C’est une initiative de l’homme d’affaires et mécène Mohamed Affane.


“La maison était complètement abandonnée. Nous avons réalisé un film de 13 minutes pour montrer toutes les étapes de réhabilitation et les travaux menés sur place. Nous avons décidé de reprendre cette maison pour la faire visiter. Je n’ai pas de complexe, je suis fier d’Yves Saint Laurent. Si demain, on donnait le nom d’Yves Saint Laurent à une maison de la Culture ou à un théâtre en Algérie, j’en serais fier. Nous revendiquons le couturier comme un algérien oranais”, explique-t-il à 24 H Algérie.


Située à l’ex-rue Stora, Frères Chemloul actuellement, la maison, peinte en jaune et en bleu, le fameux “bleu d’Oran” que le couturier adorait, est construite sur deux étages.


“Cette résidence a été construite en 1913. Les travaux de réhabilitation et de rénovation ont duré une année et demie en respectant toutes les normes. La maison était dans un mauvais état, abandonnée. Tout était fermé.  La maison a été rachetée par M. Affane. Il y a un salon, un bureau des parents du couturier, et l’atelier où il travaillait. L’ameublement a été reproduit à l’identique à partir de photos. “, a expliqué, sur place, le jeune guide Moussa Bensalah.


“Nous avons gardé la mémoire des lieux”

Youcef Fernane, architecte et chef de projet, rappelle que l’idée de M. Affane de reprendre la maison natale de YSL était dans sa tête depuis vingt-cinq ans.


“Depuis une année, il a concrétisé ce projet avec le rachat de cette résidence. C’était un gros chantier de restauration avec des travaux de consolidation de la structure. Nous avons conservé les carreaux de ciment. La boiserie a été restaurée par des artisans algériens. Nous avons gardé la mémoire des lieux avec la salle à manger, le salon et le bureau. Après, pour le reste de la résidence, il y a deux chambres. Nous voulons offrir la possibilité aux designers ou aux stylistes-modélistes de passer une nuit dans la maison de YSL”, précise-t-il.


L’acquisition des meubles a été faite, selon lui, après des recherches sur des photos d’archives de la famille Saint Laurent.


“Le style prédominant est l’art déco. A partir de là, nous avons contacté des fournisseurs principalement ici à Oran et à Alger pour essayer de recréer l’atmosphère de l’époque avec la présence de photos de famille et des photos du  parcours de YSL : le lycée où il a étudié, la clinique où il est né, l’école des beaux où il a fait ses cours pour remettre le visiteur dans le contexte de l’époque”, dit-il.

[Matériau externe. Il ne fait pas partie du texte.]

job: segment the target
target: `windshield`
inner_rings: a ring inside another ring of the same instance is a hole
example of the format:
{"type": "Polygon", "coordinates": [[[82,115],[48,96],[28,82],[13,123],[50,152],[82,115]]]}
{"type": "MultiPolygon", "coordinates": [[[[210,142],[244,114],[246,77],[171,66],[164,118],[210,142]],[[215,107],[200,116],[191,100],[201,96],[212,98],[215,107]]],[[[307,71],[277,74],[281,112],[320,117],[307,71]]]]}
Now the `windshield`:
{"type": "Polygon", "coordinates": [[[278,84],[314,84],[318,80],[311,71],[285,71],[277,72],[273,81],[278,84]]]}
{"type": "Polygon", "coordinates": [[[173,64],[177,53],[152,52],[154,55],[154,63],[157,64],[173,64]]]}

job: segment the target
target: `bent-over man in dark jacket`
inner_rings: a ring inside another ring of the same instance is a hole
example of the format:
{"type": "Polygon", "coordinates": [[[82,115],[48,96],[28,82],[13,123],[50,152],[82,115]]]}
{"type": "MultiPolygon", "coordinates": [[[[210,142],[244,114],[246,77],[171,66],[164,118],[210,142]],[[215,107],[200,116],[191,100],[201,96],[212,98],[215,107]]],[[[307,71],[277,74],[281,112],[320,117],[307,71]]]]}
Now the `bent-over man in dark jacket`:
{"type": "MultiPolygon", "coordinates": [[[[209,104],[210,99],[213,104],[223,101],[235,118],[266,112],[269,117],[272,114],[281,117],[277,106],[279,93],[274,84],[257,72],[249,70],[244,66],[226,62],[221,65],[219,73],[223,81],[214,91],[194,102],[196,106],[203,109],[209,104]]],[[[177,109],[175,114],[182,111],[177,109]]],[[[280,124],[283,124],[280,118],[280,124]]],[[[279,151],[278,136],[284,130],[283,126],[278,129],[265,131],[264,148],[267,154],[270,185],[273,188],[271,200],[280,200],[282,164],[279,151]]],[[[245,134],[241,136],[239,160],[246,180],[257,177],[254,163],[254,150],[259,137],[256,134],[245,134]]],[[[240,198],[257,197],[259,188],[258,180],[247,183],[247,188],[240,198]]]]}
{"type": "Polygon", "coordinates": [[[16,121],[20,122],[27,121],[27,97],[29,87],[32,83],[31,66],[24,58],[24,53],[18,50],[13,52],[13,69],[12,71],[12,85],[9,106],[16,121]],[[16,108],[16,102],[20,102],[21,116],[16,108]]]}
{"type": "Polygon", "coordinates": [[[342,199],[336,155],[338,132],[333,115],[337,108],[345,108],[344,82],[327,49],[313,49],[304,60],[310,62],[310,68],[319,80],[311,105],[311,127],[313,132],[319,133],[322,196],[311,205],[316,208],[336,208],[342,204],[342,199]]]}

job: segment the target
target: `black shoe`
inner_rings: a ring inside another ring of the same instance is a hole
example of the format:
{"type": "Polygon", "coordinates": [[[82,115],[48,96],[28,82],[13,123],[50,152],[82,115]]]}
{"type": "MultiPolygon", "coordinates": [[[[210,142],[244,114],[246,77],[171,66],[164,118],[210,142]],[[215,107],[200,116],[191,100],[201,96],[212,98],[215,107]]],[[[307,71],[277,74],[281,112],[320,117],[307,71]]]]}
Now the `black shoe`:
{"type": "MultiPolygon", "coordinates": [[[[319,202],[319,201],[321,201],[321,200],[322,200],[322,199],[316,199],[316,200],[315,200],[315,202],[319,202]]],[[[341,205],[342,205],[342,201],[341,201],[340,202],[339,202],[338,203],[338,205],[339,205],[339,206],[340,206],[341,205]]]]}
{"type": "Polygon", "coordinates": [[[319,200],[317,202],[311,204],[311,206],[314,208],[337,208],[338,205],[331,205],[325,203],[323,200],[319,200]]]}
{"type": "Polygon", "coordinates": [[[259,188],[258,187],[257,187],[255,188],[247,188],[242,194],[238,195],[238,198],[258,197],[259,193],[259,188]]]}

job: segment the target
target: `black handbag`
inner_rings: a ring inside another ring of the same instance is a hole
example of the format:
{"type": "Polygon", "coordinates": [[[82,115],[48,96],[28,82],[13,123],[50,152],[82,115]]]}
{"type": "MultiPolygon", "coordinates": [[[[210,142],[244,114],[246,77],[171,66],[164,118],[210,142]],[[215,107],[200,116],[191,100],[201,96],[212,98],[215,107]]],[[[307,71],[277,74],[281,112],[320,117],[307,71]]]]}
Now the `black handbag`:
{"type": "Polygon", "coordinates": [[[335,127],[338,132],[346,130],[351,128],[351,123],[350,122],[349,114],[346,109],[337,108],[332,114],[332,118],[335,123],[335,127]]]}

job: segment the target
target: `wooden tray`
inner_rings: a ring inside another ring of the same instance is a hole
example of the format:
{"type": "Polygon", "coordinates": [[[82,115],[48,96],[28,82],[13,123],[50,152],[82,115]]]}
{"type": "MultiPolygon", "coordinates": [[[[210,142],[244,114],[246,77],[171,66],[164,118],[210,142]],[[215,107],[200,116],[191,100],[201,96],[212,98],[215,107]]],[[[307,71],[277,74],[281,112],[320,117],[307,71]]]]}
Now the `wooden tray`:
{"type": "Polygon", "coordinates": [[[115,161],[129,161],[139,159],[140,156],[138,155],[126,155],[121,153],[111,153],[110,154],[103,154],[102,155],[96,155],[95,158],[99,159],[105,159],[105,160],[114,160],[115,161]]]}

“La résidence sera ouverte pour les visites”

“On se sent bien à l’intérieur de cette maison.  Yves Saint Laurent était un artiste qui vivait sur une autre planète. Il parlait tout le temps du fait qu’il soit né à Oran en Algérie.  Je suis oranais et il est oranais et algérien comme moi. Ould bladi !”, souligne Mohamed Affane.


Youcef Fernane précise que la résidence privée est à visiter sur réservation au niveau de l’hôtel Liberté à Oran (propriété de Mohamed Affane).

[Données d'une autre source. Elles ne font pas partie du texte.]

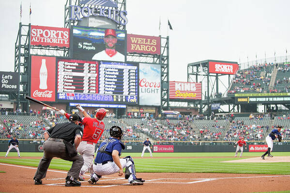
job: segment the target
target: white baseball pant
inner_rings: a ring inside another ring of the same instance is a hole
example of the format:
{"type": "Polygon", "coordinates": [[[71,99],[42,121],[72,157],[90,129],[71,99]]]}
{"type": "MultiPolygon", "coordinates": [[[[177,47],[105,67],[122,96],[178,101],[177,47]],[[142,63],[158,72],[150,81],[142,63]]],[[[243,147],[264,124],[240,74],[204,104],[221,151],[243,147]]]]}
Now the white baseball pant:
{"type": "Polygon", "coordinates": [[[92,165],[94,155],[95,144],[88,144],[87,142],[82,141],[77,147],[77,151],[84,159],[84,164],[79,174],[82,176],[89,171],[91,175],[93,174],[92,165]]]}
{"type": "Polygon", "coordinates": [[[7,150],[7,153],[6,153],[5,156],[7,156],[8,155],[8,154],[9,153],[9,151],[10,151],[10,150],[11,149],[12,149],[12,148],[15,148],[15,149],[16,149],[16,150],[17,151],[17,154],[18,154],[18,157],[19,157],[20,156],[20,153],[19,152],[19,149],[18,148],[18,147],[16,147],[16,145],[13,145],[12,144],[11,144],[10,145],[10,146],[9,146],[9,148],[8,148],[8,150],[7,150]]]}
{"type": "Polygon", "coordinates": [[[238,152],[240,149],[241,149],[241,154],[240,155],[240,157],[242,157],[242,155],[243,155],[243,152],[244,151],[244,147],[243,146],[241,147],[239,145],[237,146],[237,150],[236,150],[236,155],[235,155],[235,156],[237,156],[237,155],[238,155],[238,152]]]}
{"type": "MultiPolygon", "coordinates": [[[[130,159],[128,158],[120,158],[120,161],[123,169],[126,167],[129,167],[133,164],[130,159]]],[[[104,165],[102,163],[97,163],[96,165],[94,164],[93,171],[95,174],[94,174],[92,177],[97,181],[99,180],[99,178],[96,174],[99,176],[110,175],[119,173],[120,168],[114,161],[108,161],[107,163],[104,165]]],[[[128,179],[129,183],[133,179],[133,176],[132,174],[131,174],[128,179]]]]}
{"type": "Polygon", "coordinates": [[[141,157],[143,157],[144,156],[144,153],[146,149],[149,151],[149,152],[150,153],[150,156],[152,157],[152,152],[151,151],[151,149],[150,149],[150,146],[149,145],[144,145],[144,147],[143,147],[143,151],[142,151],[142,154],[141,154],[141,157]]]}
{"type": "Polygon", "coordinates": [[[273,149],[273,140],[272,140],[272,138],[269,135],[267,135],[267,137],[266,137],[266,142],[268,145],[268,147],[271,148],[270,151],[272,151],[272,150],[273,149]]]}

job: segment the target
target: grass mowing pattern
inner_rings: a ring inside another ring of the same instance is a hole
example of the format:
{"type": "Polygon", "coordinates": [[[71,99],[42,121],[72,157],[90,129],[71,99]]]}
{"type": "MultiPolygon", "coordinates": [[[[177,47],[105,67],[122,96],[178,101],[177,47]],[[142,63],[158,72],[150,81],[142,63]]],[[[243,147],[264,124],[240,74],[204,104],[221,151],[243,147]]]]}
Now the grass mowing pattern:
{"type": "MultiPolygon", "coordinates": [[[[15,156],[17,154],[15,153],[15,156]]],[[[0,152],[0,156],[4,156],[5,152],[0,152]],[[2,155],[3,154],[3,155],[2,155]]],[[[243,156],[260,156],[260,152],[245,152],[243,156]]],[[[23,157],[41,157],[42,153],[23,152],[23,157]]],[[[124,153],[122,157],[127,155],[139,157],[140,153],[124,153]]],[[[276,156],[290,156],[290,152],[275,152],[276,156]]],[[[10,155],[9,154],[9,155],[10,155]]],[[[222,173],[240,174],[263,174],[273,175],[290,175],[289,162],[275,163],[224,163],[222,161],[247,158],[234,158],[233,153],[155,153],[154,157],[164,157],[165,158],[151,158],[144,157],[135,159],[137,172],[184,172],[184,173],[222,173]],[[228,158],[216,157],[229,156],[228,158]],[[208,157],[206,158],[166,158],[167,157],[208,157]]],[[[11,154],[11,156],[14,156],[11,154]]],[[[149,156],[145,154],[145,156],[149,156]]],[[[18,165],[37,167],[39,159],[0,159],[0,162],[18,165]]],[[[53,159],[49,168],[68,170],[72,162],[61,159],[53,159]]]]}

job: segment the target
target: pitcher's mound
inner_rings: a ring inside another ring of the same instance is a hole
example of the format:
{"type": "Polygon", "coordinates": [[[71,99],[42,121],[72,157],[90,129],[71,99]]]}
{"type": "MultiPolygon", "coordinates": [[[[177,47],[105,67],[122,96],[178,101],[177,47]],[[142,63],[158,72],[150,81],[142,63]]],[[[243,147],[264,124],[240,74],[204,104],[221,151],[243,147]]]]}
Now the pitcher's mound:
{"type": "Polygon", "coordinates": [[[266,156],[265,156],[265,160],[262,159],[262,158],[260,156],[257,158],[248,158],[247,159],[231,160],[230,161],[225,161],[222,162],[227,162],[231,163],[269,163],[274,162],[290,162],[290,156],[274,156],[273,158],[269,158],[266,156]]]}

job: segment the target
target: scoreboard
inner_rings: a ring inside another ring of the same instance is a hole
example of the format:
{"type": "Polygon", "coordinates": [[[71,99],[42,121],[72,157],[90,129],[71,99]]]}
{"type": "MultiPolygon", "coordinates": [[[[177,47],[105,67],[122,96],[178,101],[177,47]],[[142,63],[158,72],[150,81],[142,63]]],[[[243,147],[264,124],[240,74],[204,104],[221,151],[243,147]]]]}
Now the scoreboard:
{"type": "Polygon", "coordinates": [[[138,103],[136,64],[59,58],[57,65],[60,100],[138,103]]]}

“La résidence sera ouverte pour les visites six jours sur sept, du lundi au samedi. Une visite à 10 h et une autre à 15 h. L’espacé muséal est également ouvert aux visites au niveau de l’hôtel Liberté où sont exposées les copies de son travail à Oran. Nous avons pu rassembler près de 600 croquis jusqu’à maintenant. Et, on espère enrichir cette collection pour montrer aux visiteurs la production de YSL à Oran.  Il est né à Oran, c’est la genèse de sa création et de son génie”, détaille-t-il.


À l’hôtel Liberté, l’espace muséal est consacré aux croquis, dessins, œuvres et photos du créateur français.


Yves Saint Laurent a réalisé 300.000 croquis en Algérie !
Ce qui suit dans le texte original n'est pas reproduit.